Outro mecanismo adotado, já na década de 80, foi estabelecer a “reforma dos partidos”, incentivando a criação de novos partidos políticos e o retorno dos antigos. Isto, na verdade, mostrava o interesse dos militares em renovar sua “cara” perante o povo, pois levavam sucessivas “surras eleitorais” nos pleitos menores. Com isto o Arena se transformou em PDS (Partido Democrata Social), enquanto a oposição se espalhou entre o MDB, mudado para PMDB, o PTB (Partido Trabalhista Brasileiro), o PDT (Partido Democrata Trabalhista) e o PT (Partido dos Trabalhadores), entre outros menos significativos.
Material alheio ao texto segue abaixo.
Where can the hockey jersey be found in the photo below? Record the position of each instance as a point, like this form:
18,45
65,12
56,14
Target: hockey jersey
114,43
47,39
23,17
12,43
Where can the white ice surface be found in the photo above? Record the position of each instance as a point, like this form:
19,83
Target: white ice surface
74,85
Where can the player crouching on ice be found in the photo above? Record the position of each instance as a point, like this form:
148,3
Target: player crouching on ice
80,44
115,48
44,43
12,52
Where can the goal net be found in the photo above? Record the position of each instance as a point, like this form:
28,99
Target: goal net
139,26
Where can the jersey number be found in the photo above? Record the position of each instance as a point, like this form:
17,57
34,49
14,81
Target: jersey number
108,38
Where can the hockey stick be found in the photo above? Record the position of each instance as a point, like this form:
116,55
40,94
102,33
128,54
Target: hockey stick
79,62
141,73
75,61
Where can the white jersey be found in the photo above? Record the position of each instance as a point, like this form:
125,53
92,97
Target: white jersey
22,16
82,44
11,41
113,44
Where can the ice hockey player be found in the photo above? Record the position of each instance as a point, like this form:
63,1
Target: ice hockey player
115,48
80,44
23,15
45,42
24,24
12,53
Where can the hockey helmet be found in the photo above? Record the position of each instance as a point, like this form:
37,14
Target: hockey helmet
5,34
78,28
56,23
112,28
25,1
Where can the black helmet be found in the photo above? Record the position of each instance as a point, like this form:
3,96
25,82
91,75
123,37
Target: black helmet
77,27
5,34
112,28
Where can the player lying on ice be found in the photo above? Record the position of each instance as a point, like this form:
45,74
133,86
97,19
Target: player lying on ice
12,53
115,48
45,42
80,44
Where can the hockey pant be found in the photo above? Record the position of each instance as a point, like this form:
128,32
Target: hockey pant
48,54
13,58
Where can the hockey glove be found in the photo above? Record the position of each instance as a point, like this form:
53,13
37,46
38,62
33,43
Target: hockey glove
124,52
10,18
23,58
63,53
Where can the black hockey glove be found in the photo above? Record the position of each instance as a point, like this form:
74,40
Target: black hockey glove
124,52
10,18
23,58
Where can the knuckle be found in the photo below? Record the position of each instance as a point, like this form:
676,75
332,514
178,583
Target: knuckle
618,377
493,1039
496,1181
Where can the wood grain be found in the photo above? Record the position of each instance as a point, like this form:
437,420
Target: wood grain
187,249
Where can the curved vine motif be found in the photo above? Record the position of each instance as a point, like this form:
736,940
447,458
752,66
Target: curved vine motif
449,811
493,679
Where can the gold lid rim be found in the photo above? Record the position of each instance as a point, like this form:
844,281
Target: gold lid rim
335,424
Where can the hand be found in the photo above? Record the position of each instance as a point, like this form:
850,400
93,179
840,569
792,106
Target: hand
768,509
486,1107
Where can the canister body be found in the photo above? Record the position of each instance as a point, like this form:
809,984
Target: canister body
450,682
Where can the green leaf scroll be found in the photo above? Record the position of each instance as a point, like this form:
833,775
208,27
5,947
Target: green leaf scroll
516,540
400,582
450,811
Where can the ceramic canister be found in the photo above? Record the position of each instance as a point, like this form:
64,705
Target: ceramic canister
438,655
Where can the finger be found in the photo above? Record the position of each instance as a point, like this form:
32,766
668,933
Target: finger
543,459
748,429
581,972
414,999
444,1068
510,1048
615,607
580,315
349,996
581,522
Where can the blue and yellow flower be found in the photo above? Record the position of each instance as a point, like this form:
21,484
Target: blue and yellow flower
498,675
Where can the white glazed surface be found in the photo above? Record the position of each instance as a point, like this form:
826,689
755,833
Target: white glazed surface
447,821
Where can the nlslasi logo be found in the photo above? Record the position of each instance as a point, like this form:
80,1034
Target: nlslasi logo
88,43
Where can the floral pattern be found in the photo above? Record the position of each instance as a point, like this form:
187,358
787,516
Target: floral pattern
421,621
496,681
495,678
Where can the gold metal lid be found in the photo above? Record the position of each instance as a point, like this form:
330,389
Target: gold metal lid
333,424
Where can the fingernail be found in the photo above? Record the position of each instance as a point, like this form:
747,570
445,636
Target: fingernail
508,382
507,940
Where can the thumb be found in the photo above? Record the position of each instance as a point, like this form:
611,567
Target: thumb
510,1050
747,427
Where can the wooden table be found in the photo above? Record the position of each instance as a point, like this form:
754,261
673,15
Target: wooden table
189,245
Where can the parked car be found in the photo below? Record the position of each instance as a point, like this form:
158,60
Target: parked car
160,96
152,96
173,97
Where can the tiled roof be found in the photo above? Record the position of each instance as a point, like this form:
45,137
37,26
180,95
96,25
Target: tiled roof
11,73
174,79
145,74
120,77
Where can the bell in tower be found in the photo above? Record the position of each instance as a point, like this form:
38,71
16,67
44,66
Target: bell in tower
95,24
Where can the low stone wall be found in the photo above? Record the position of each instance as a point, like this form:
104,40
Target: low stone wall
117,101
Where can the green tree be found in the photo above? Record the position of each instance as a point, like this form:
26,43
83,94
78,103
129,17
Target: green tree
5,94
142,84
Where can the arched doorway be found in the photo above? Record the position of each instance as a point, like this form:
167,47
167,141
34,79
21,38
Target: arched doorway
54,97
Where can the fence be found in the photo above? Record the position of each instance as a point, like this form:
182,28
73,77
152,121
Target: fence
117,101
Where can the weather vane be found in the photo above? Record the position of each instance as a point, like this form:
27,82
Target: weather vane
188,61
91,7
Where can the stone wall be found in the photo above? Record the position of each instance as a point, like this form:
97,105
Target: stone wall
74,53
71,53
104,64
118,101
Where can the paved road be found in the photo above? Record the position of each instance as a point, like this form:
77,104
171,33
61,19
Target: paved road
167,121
Com esta divisão entre os opositores, a ditadura pretendia obter território nas eleições posteriores, para prosseguir no controle até os últimos suspiros de um regime que não tinha mais para onde ir.
À FRENTE DO LEME
Tanto Vida e Morte da Ditadura como A Ditadura em Questão mostram como os militares foram perspicazes na ação para a tomada do poder, contando com as ajudas já citadas, pois perceberam as debilidades democráticas do Brasil naquele período, que vivia perdido em políticos conservadordes com roupagens populistas. Os militares tencionavam instar a nação a uma condição de maior ordem política e econômica, impondo um governo autocrático burguês, como definiu Fernandes, para depois devolver o leme brasileiro às forças democrático-burguesas, que nunca deixaram de controlar o navio, apenas o dirigiram à distância.